Saturday, June 13, 2015

Non-Demand Movies







Imagine you’re watching Double Indemnity.  Betty Davis appears at the top of the stairs, dressed in her bathrobe, and slowly descends, the camera lovingly focused on the glittering ankle bracelet.  Just as Fred McMurray is about to comment on it …

… the movie breaks for a commercial for Ivory Soap (99 and 44/100ths percent pure.)

Now, to get the full effect, imagine that the stunning, high-contrast black-and-white photography is speckled with electronic “snow”.  And, to make matters worse, the image keeps scrolling upward or distorting like hallucinations on an acid trip.

When they return, and McMurray and Davis begin their delicious, seductive banter (“What’s the speed limit?”  “Forty-five.”  “How fast was I going, Officer?”  “Oh, I’d say about 90”) the dialogue sounds like it’s being transmitted between two tin cans connected with a length of string.  Instead of seeing the two side-by-side, the camera focuses on whomever is speaking, one at a time (an editing technique called “pan and scan.”)



Despite all that, this was increasingly how we watched movies for the first few decades of television.  Fuzzy picture and all, we managed to panic and radically transform an entrenched, monolithic industry, all because it was far more convenient to stay home with a lousy image than to go out for a good one.

It happened so suddenly.  In 1943, Americans spent over a quarter of their entertainment budgets on movies; going to a theater was something you did just about every week.  Yet by 1960, we were spending only 5% of that budget on theaters.  Movie revenues dropped by a third in the 50s.  The hegemony of the Studio system collapsed, and despite desperate innovations like Cinerama, epic stories and even 3-D, the little box with the fuzzy picture took over.

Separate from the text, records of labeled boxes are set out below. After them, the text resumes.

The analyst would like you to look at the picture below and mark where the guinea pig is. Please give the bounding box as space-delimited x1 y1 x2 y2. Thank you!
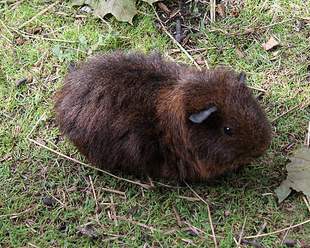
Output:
55 52 271 181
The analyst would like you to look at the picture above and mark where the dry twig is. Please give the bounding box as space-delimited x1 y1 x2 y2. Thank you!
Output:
17 1 58 29
184 182 217 247
153 7 201 70
28 138 151 189
244 219 310 239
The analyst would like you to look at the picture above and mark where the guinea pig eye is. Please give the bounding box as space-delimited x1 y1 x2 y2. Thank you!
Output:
223 127 235 137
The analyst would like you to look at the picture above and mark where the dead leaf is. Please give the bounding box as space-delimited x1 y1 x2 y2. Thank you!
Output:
71 0 158 24
275 146 310 203
263 37 279 51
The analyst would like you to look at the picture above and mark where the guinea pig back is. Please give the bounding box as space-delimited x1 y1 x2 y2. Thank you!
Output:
55 52 271 181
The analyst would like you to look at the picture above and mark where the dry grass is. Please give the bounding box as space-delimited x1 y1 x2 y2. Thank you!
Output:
0 0 310 247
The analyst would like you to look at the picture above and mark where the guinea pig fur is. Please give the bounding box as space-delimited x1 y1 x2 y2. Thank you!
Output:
55 52 271 181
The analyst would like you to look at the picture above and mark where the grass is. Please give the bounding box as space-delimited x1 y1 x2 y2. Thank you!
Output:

The studios knew what was happening, and they did their best to boycott TV by refusing to release any but pre-1948 films to television distributors.  So my formative years, the years when I became a film lover, focused on gangster films, westerns, war movies, screwball comedies, horror films, and even musicals made decades before I was able to watch them.  They were butchered by local editors, cut into segments for the insertion of commercials with little regard for narrative logic.  Often they were introduced by local celebrities, sometimes dressed in bizarre costumes (remember Elvira, Mistress of the Dark?).  

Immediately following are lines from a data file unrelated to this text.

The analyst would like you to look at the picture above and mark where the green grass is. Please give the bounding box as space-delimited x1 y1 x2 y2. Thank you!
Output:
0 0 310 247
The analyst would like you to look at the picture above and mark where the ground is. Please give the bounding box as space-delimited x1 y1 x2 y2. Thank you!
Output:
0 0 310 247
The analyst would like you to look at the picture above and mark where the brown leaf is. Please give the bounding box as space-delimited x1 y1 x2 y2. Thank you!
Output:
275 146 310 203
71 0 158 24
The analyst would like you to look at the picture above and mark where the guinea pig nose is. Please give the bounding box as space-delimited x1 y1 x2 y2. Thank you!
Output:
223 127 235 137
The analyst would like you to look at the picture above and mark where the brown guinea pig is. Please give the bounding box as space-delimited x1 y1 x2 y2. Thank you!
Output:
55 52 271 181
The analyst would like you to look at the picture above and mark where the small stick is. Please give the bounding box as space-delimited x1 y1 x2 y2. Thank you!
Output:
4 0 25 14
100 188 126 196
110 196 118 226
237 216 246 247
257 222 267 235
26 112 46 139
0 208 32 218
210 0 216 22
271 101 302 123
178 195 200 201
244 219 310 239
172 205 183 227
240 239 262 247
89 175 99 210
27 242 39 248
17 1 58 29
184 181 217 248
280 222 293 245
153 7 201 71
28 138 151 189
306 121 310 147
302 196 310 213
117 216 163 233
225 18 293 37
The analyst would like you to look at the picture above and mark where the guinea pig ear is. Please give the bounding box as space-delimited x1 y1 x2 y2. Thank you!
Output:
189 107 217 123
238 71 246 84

And yet, somehow the magic remained.  Maybe there were even some advantages.  For one thing, they were free, so we could watch even more of them than our parents had in the theaters.  They were there when we were sick at home from school, or in the evening when we were supposed to be going to sleep.  They were easy to watch, “B” formula movies that were often predictable and reliable entertainment.  And, given the technological barriers, they demanded attention to watch, giving the lie to the prevailing argument that television was a passive medium.  Tough men and tough women, the protagonists of the Depression era, were our first role models.  

The boycott broke down gradually, but finally the studios had to give in. In 1961, NBC premiered Saturday Night at the Movies; for the first time, we could watch prime-time movies, increasingly in color, that were only about a year old.  And you know what?  As I grew into my teen years, I started going back to the theaters.  I was now a cinephile—and I wanted to see movies without commercials intruding into them!

The other night, I watched The Bourne Legacy on On Demand.  Fast Forward, Pause, and Rewind were disabled, and, although the commercials that had been inserted during its television broadcast had been removed, the breaks for them were still there.  It was annoying, but it was also strangely nostalgic.

This was how we learned to love film.